Segundo a especulação, o clube da Vila Belmiro teria interesse nos volantes Luan, que voltou a atuar pelo Tricolor neste meio de semana,e Tchê Tchê, atualmente cedido ao Atlético-MG. Nesta quinta-feira (17), o presidente do São Paulo, Julio Casares, em entrevista ao site “Globoesporte.com”, se manifestou pela primeira vez sobre o tema e descartou a possibilidade de trocar jogadores.
“Em nenhum momento quisemos a troca. Nossos jogadores da base não vão participar de uma troca pautada por redes sociais. Luan e outros meninos estão trazendo ao São Paulo situações importantes. O São Paulo tem um planejamento esportivo estratégico e vai seguir. Não há nenhuma chance de trocarmos garotos da base. Isso não existe. Estou desmentindo qualquer informação nesse sentido“, afirmou.

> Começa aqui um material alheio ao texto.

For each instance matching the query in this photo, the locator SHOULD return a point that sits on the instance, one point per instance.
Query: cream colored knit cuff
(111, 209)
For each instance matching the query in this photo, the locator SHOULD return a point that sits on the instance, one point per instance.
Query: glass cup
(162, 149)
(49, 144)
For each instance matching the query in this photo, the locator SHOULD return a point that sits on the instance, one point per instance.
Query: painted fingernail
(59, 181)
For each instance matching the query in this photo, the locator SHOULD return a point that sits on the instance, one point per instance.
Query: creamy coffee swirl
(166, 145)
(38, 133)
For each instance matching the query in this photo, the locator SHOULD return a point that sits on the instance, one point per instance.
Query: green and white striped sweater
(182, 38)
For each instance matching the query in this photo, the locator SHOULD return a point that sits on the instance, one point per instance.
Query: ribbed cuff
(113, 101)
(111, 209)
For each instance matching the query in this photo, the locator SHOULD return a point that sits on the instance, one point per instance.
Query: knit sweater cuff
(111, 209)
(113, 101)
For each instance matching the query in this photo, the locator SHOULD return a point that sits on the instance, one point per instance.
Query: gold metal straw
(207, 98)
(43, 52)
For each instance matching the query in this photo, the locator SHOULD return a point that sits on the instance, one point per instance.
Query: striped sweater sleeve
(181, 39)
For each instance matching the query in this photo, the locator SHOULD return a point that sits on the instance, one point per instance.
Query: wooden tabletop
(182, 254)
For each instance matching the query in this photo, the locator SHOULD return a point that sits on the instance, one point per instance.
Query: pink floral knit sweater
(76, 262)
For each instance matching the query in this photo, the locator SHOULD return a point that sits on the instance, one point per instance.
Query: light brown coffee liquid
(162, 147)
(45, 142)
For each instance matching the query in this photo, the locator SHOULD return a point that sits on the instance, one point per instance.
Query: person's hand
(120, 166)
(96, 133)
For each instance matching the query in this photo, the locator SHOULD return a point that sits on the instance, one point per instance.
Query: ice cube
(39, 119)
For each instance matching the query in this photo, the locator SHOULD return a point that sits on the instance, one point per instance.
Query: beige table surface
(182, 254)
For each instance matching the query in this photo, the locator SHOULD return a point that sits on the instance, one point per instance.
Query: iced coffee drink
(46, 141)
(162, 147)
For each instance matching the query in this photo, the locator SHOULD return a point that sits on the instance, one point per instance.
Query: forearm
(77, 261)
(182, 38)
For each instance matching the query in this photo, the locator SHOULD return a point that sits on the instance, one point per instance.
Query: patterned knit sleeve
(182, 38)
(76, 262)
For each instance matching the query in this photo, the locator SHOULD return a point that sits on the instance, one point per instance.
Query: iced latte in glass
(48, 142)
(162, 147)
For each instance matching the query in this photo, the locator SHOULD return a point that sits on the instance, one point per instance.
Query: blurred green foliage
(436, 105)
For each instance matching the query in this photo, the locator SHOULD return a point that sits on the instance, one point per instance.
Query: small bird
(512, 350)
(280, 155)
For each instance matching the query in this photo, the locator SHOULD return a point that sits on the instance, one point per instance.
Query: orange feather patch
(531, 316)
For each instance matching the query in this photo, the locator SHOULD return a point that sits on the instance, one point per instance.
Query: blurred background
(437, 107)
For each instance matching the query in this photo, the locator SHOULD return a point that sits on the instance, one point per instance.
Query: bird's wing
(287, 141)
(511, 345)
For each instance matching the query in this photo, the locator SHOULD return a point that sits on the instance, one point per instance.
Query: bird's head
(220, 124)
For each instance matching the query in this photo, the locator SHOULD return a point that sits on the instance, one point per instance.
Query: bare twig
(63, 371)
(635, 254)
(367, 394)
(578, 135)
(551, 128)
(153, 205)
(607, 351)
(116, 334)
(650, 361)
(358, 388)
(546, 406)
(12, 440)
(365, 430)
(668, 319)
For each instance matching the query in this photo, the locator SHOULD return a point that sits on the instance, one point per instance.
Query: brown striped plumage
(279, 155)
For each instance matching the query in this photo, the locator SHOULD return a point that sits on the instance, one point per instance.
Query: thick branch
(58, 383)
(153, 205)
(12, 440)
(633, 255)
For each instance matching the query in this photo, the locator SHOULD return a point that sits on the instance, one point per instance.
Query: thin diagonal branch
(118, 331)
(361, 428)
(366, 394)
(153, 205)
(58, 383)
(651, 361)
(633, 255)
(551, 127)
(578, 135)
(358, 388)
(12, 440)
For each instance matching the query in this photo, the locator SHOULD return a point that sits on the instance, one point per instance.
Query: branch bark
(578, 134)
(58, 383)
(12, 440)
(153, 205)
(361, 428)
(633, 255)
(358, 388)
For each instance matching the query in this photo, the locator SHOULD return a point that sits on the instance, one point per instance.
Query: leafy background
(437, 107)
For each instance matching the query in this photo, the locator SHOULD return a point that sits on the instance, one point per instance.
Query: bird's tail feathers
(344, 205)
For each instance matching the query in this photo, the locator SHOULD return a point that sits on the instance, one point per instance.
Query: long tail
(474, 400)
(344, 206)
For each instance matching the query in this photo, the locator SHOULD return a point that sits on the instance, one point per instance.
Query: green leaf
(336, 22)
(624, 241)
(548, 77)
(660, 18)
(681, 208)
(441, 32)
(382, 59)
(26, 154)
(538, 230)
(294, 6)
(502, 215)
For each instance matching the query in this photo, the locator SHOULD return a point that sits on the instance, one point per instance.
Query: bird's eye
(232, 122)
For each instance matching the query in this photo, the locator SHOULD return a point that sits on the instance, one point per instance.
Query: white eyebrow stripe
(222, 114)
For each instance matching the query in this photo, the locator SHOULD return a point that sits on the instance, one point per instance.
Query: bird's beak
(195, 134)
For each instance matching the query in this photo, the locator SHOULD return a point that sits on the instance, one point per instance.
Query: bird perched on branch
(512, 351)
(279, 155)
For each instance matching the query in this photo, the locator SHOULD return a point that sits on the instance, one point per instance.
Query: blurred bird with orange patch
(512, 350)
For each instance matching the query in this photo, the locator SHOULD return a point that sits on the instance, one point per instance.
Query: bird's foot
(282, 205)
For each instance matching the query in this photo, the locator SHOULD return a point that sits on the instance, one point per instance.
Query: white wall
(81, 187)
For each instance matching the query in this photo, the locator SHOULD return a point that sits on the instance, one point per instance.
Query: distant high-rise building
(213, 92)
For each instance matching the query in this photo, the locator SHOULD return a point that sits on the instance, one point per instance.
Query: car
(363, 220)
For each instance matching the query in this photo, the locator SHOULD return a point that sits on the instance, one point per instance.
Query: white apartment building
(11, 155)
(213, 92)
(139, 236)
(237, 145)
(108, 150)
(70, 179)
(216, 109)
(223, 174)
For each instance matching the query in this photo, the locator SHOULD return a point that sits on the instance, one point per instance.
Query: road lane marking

Recuperado, Luan está nos planos do Tricolor para a sequência da temporada, ao contrário de Tchê Tchê. De acordo com Casares, uma negociação com o Santos envolvendo a compra dos direitos econômicos do jogador pode acontecer, caso o Atlético-MG, que tem preferência até o fim do Estadual, não exerça a opção prevista em contrato.
Feliz demais com o retorno do Luan.
Rapaz, esse elenco é bom! pic.twitter.com/hmLts4H38K— Falcão o Tricolor (@HallysonFalcao) March 17, 2022
“Temos grande relação com o (Andrés)Rueda (presidente do Santos). Nunca falamos de possibilidade de jogador A, B ou C. Nunca se falou em nome. Esses nomes que vi do Santos nunca passaram em nossa pauta de avaliação. No São Paulo, nosso sistema é profissional. O quadro que tem hoje, nesse interesse no Tchê Tchê, um grande jogador, é que o Atlético-MG tem hoje os direitos do jogador e pode exercer a compra se quiser. Se não quiser e o Santos quiser, pode acontecer“, completou Casares.